Le secret de la marine américaine a probablement bloqué les progrès des sciences océaniques pendant des décennies

Pin
Send
Share
Send

WASHINGTON - Le secret militaire dans l'US Navy après la fin de la Seconde Guerre mondiale a sérieusement limité l'accès des scientifiques aux données sur le plancher océanique et a par la suite retardé le développement d'une importante théorie scientifique - la tectonique des plaques - selon une recherche présentée le 11 décembre ici au Réunion de l'American Geophysical Union (AGU).

Selon la présentatrice Naomi Oreskes, il est largement admis que les missions d'exploration des océans effectuées par la marine américaine ont jeté les bases de la théorie de la tectonique des plaques, qui décrit le mouvement des plaques crustales de la Terre alors qu'elles côtoient le manteau visqueux.

Mais les efforts de la Marine ont peut-être été plus un obstacle qu'une aide, a déclaré Oreskes, professeur d'histoire des sciences et professeur affilié de sciences de la Terre et des planètes à l'Université Harvard.

En fait, les preuves suggèrent fortement que les scientifiques avaient déjà jeté les bases de la détermination de la tectonique des plaques dès les années 1930. La seule raison pour laquelle la théorie n'a gelé que des décennies plus tard est parce qu'une grande partie des données du fond marin à l'époque ont été recueillies par des missions de la Marine - et les responsables ont refusé de déclassifier leurs conclusions.
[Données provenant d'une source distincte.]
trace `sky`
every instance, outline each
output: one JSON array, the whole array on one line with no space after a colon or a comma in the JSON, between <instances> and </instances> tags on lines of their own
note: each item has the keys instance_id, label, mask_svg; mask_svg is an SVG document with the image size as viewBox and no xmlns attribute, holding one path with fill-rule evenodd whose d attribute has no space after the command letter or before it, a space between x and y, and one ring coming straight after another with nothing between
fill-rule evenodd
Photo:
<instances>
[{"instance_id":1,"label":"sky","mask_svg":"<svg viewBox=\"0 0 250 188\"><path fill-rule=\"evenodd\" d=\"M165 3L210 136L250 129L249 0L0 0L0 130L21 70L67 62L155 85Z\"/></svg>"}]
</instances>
À partir de la fin des années 1930, la marine américaine s'est intéressée activement à la recherche océanique à des fins militaires. Ce faisant, la Marine a remodelé le champ en Amérique, concentrant la plupart de ses ressources sur l'étude des caractéristiques physiques de l'océan - telles que l'utilisation du sonar pour cartographier le plancher océanique - plutôt que sur l'exploration de l'océanographie biologique ou chimique, a déclaré Oreskes.

Jusqu'en 1938 environ, des scientifiques américains exploraient les fondements de ce qui allait devenir la théorie de la tectonique des plaques, qui reconnaît la rigidité de la couche externe de la Terre (la croûte), relie le volcanisme et les tremblements de terre au mouvement de la croûte, et estime même sa vitesse de mouvement.
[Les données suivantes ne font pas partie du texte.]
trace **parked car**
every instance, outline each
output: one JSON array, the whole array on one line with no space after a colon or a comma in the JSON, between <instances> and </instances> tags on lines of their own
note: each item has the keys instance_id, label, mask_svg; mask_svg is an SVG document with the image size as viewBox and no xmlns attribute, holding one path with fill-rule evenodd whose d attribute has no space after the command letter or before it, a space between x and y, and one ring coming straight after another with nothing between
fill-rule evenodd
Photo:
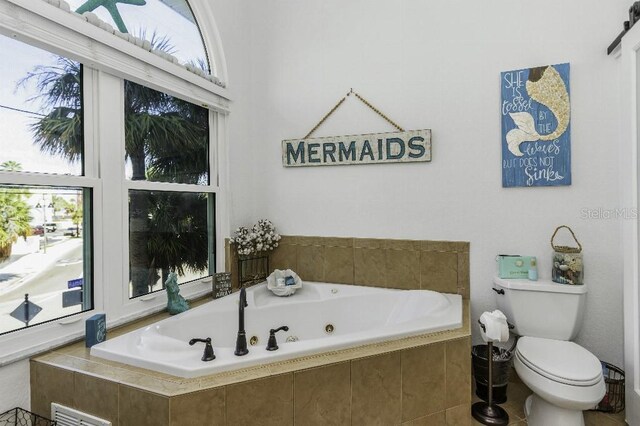
<instances>
[{"instance_id":1,"label":"parked car","mask_svg":"<svg viewBox=\"0 0 640 426\"><path fill-rule=\"evenodd\" d=\"M64 230L64 233L62 234L64 236L70 236L70 237L77 237L78 236L78 228L76 228L75 226L70 226L67 229Z\"/></svg>"},{"instance_id":2,"label":"parked car","mask_svg":"<svg viewBox=\"0 0 640 426\"><path fill-rule=\"evenodd\" d=\"M31 228L31 234L33 235L42 235L44 234L44 226L42 225L36 225L33 228Z\"/></svg>"},{"instance_id":3,"label":"parked car","mask_svg":"<svg viewBox=\"0 0 640 426\"><path fill-rule=\"evenodd\" d=\"M45 223L44 226L47 227L47 232L56 232L56 229L58 229L58 225L53 222Z\"/></svg>"}]
</instances>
Tous ces progrès se sont arrêtés avec la Seconde Guerre mondiale. Et les scientifiques qui ont signé pour travailler avec la marine américaine ont constaté que non seulement leur travail était désigné comme classé pour la durée de la guerre - le secret a continué même après la fin de la guerre, selon Oreskes. Il leur était interdit de partager des données océanographiques clés, telles que des mesures bathymétriques ou de profondeur, avec des scientifiques qui n'avaient pas d'autorisation de sécurité.

Les scientifiques de l'époque l'appelaient "le rideau de fer de la marine", a déclaré Oreskes au public lors de la présentation.

Limiter l'accès aux données océaniques à seulement une poignée de personnes sur la base du "besoin de savoir" a considérablement réduit les chances de la communauté scientifique de voir des percées scientifiques importantes, a déclaré Oreskes.

"Les grandes découvertes sont rares, et cette politique garantit qu'elles ne seront pas faites, par la simple procédure de limiter les informations factuelles à quelques hommes", a-t-elle expliqué.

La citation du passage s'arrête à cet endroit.